The Stalsworths argue that the record shows no indication that the doctors were from being elsewhere" by the trial. However, we think the defendant's filing of a motion supported by invoices from the doctors who charged a fee for reserving their time shifted the burden to the plaintiffs. Thus, the determinative question is whether the record showed that the doctors were not precluded from being elsewhere on the day reserved.

The Stalsworths argue that the award at issue was inappropriate absent proof that the witnesses were present and ready to testify, relying on Seals. The Supreme Court held that Rule 54.04(2) authorized an award of fees as discretionary costs of an expert who was present to testify at trial when the opposing party agreed to stipulate to the authenticity of the expert's report. See Seals, 984 S.W.2d at 917. The Court reasoned that because the witness "was present and ready to testify and . . . precluded from being elsewhere," the trial court did not err in awarding the expert's fees as discretionary costs.

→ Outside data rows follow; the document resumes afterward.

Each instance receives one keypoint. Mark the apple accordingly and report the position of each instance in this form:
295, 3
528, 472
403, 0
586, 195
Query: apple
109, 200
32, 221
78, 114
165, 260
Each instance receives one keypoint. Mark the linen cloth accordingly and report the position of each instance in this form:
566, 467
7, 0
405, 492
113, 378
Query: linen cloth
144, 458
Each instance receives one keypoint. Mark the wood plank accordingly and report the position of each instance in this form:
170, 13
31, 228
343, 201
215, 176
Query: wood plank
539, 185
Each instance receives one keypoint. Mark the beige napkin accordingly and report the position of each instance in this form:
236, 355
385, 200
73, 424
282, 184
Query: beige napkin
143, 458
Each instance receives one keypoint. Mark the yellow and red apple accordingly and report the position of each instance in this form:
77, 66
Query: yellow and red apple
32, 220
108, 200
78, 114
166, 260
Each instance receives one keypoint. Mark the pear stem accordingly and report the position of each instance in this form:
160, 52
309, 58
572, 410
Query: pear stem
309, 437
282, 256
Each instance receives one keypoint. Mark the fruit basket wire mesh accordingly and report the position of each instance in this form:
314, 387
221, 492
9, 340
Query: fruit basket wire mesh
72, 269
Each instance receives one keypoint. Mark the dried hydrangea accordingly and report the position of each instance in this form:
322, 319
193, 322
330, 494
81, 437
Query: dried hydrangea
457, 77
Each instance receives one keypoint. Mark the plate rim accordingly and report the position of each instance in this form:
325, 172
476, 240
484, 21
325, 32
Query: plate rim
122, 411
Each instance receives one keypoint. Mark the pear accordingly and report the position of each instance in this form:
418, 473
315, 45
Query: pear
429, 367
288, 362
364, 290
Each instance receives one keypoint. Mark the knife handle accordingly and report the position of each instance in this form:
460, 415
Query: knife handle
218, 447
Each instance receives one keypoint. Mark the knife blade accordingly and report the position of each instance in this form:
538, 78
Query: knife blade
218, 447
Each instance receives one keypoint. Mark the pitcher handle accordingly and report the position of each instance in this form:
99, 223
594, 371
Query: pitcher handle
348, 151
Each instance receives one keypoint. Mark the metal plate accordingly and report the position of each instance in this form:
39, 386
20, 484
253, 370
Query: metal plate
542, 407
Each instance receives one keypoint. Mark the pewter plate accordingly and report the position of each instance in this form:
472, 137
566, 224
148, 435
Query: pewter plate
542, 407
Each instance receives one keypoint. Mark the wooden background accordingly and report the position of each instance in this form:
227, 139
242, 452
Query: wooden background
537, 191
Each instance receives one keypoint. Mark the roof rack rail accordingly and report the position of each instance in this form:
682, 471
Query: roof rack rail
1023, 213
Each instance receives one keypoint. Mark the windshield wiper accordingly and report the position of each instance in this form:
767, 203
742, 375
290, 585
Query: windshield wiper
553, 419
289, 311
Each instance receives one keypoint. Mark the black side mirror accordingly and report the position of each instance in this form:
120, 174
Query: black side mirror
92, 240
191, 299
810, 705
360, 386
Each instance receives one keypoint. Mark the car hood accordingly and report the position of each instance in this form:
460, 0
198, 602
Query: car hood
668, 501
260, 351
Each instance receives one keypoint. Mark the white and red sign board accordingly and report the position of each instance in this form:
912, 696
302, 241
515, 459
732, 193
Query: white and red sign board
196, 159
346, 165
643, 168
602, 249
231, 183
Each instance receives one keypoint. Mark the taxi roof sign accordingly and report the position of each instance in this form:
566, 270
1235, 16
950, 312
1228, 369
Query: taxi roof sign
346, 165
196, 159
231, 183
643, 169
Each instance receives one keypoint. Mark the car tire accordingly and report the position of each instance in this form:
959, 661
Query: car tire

Id. In Seals, the expert actually testified, leaving us to conclude that the issue was whether the expert's testimony was "necessary" in view of the offer to stipulate. In Seals, as here, the party contesting the costs bore the burden of challenging the reasonableness and necessity of the fees. Based on the record before us, we find that the trial court acted within its discretion in implicitly holding that the plaintiffs failed to satisfy that burden.

Accordingly, the judgment of the trial court is affirmed. This case is remanded for any further proceedings which may be necessary. Costs of this appeal are to be taxed to the Appellants, Katrinka and Jim Stalsworth, for which execution may issue if necessary.